E’ uno sguardo doloroso verso il proprio lavoro. Cercare una nuova particella, guardare i monti di Plutone, scoprire l’Homo Naledi, diventano marginali di fronte alla vera e propria emergenza di questi popoli in movimento. Tutto il sapere del ricercatore sembra nulla potere, non serve all’emergenza. Il lavoro del ricercatore ha una passo lungo, forse diventerà utile dopo 5-10 anni, forse mai, pur contribuendo a formare le idee di altri. Una sensazione di impotenza, mentre tutto d’intorno si veste di tragedia.

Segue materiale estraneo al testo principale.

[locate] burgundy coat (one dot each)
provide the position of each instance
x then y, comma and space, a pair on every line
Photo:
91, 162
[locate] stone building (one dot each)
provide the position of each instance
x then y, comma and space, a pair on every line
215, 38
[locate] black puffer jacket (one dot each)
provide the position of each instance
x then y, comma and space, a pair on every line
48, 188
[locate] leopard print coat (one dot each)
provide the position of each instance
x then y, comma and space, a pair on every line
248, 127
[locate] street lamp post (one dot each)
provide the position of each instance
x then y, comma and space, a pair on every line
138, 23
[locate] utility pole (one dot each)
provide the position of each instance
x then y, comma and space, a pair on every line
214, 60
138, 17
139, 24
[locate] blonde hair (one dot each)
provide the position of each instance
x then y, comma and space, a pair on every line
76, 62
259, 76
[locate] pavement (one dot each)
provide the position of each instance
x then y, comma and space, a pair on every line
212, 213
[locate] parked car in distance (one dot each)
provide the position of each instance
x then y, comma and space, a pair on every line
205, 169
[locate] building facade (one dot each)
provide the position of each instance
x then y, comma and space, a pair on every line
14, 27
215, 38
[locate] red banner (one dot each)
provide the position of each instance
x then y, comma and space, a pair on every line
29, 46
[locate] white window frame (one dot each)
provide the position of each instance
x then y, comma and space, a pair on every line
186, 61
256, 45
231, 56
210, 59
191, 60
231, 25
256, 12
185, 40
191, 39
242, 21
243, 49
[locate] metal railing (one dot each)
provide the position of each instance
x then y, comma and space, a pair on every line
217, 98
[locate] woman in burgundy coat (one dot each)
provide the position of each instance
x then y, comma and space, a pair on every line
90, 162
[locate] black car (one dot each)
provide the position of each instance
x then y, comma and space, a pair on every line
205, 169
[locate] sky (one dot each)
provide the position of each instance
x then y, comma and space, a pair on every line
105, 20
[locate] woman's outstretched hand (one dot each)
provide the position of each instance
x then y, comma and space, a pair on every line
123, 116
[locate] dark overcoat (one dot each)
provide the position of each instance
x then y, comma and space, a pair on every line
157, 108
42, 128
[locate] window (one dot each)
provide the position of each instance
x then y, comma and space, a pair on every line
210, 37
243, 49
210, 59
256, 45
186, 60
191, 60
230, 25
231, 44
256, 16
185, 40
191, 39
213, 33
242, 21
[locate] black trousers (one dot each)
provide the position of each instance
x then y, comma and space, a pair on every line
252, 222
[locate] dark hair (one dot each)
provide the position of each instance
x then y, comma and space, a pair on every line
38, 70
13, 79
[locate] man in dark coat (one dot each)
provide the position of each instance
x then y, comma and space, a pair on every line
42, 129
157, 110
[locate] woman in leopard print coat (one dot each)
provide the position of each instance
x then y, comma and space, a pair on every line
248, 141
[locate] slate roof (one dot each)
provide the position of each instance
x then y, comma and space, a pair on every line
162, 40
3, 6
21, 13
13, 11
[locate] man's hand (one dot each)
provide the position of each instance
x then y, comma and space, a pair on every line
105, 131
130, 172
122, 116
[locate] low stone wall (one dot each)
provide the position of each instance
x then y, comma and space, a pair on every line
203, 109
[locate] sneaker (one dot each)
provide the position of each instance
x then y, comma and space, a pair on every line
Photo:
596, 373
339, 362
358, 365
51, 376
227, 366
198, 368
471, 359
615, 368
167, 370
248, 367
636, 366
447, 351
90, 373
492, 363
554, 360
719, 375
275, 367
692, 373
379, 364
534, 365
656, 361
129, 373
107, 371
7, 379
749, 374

Qui è la politica che manca, ma è tanto che manca anche senza una emergenza come quella attuale. Dell’Africa nulla importa se non per depredarla delle materie prime necessarie allo sviluppo della nostra società. Le guerre che in Africa hanno origine si muovono in funzione degli interessi di questo o di quel paese, mai dell’Africa stessa. Si rompono gli equilibri finanziando una fazione verso l’altra poi, l’altra verso quella di prima in una visione tutt’altro che finalizzata a garantire la pace e lo sviluppo della popolazione locale. In questo caos qualcuno, pochi e sempre gli stessi, traggono dei vantaggi, mentre nel frattempo la popolazione fugge alla ricerca di pace e di una nuova vita.
L’Europa non ha mai avuto una politica verso l’Africa, se non quella coloniale, mai tanto deprecata, ed ora cerca di ricorrere ai ripari, malamente e senza una coordinamento. Un processo che durerà decine di anni viene gestito alla bisogna, senza un vero e proprio piano, tamponando ogni giorno la marea dei profughi, mentre bisognerebbe mettere le basi di una nuova società nella quale integrare questi flussi migratori, pacificare i territori al di là del Mediterraneo portando lavoro e progresso.
Per questo servono ricercatori: la scienza è una parte delle attività umane, dal metodo scientifico si possono trarre quegli strumenti che permettono di vivere meglio, anche prevedendo e pianificando. Rimane comunque il dolore di vedere tante vite umane sacrificate e questo non può essere lenito.